Promising evidence for the effect was the specificity of the findings to subnetworks, only showing differences in higher-level cortical areas such as medial-frontal and frontoparietal networks but not in subcortical networks. The data do not yet reveal the source of this specificity, which the authors suggest could arise from methodology, such as differences in signal quality, or physiology, such as more individualized wiring patterns in higher cortical areas.
The participants were also assessed based on specific psychiatric disorders, which included 107 with attention deficit disorder, 103 with prodromal schizophrenia, and 85 depression patients. Only the depression group showed significant associations with connectome distinctiveness. Whether this points to unique differences among disorders remains unresolved.
“MRI-based features may be sensitive to a general psychopathology factor, but they may lack the specificity needed to disentangle one diagnosis from another,” said Kaufmann and Westlye.
The authors also note that symptom domains for many illnesses overlap and that mental disorders are highly heterogeneous. Further research is needed into the specificity of connectome distinctiveness, which will depend not just on increasing the specificity and sensitivity of brain imaging, but also transforming the current diagnostic boundaries based on biology.
New findings bring more questions
“At the current stage, we are not yet targeting predictions in a clinical setting, as we are still in the stage of identifying and validating potentially useful features,” said Kaufmann and Westlye.
It opens up as many questions as it answers, as any impactful study may do, said Anticevic.
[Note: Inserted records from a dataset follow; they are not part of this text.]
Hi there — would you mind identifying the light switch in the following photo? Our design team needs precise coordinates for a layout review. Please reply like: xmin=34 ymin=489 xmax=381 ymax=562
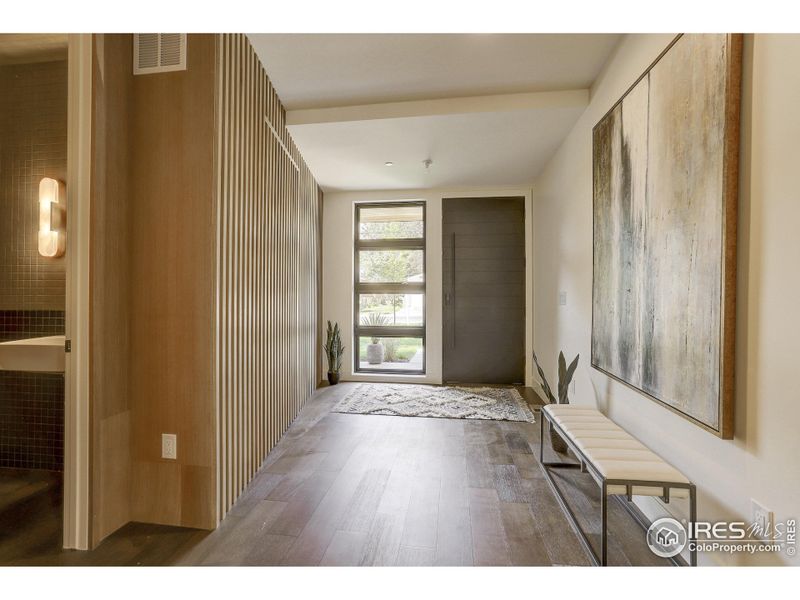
xmin=161 ymin=433 xmax=178 ymax=460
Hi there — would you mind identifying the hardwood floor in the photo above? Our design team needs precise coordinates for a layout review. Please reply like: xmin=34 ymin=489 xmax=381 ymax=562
xmin=0 ymin=383 xmax=667 ymax=565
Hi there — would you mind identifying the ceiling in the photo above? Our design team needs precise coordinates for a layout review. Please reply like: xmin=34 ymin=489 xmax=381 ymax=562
xmin=0 ymin=33 xmax=67 ymax=65
xmin=249 ymin=34 xmax=620 ymax=191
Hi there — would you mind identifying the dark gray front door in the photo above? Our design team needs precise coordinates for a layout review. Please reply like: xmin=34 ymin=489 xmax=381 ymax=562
xmin=442 ymin=198 xmax=525 ymax=383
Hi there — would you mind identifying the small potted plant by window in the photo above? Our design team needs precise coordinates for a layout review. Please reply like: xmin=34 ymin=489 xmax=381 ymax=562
xmin=323 ymin=321 xmax=344 ymax=385
xmin=361 ymin=313 xmax=388 ymax=365
xmin=533 ymin=352 xmax=581 ymax=454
Specifically, it remains unknown what is driving the delay in maturation, and how the maturational trajectories actually impact clinical outcomes. “The paper scratches the surface, but to define underlying neurobiological mechanisms will require careful translational work. It’s a promising lead,” he said.
According to the authors, in theory, connectome distinctiveness could indeed yield features for clinical prediction in the future, likely integrated with many features from different domains. They note that the success of the field will depend on further large-scale collaborations and data sharing, which are needed to increase reproducibility and generalizability.
Anticevic echoed the importance of collaboration and data sharing, emphasizing that the public release of the PNC dataset has been a “remarkable service to the field.
“And that kind of philosophy and framework is really what will be needed in the upcoming years to try to solve these problems, because they’re more complicated than any one lab or team could do,” he said.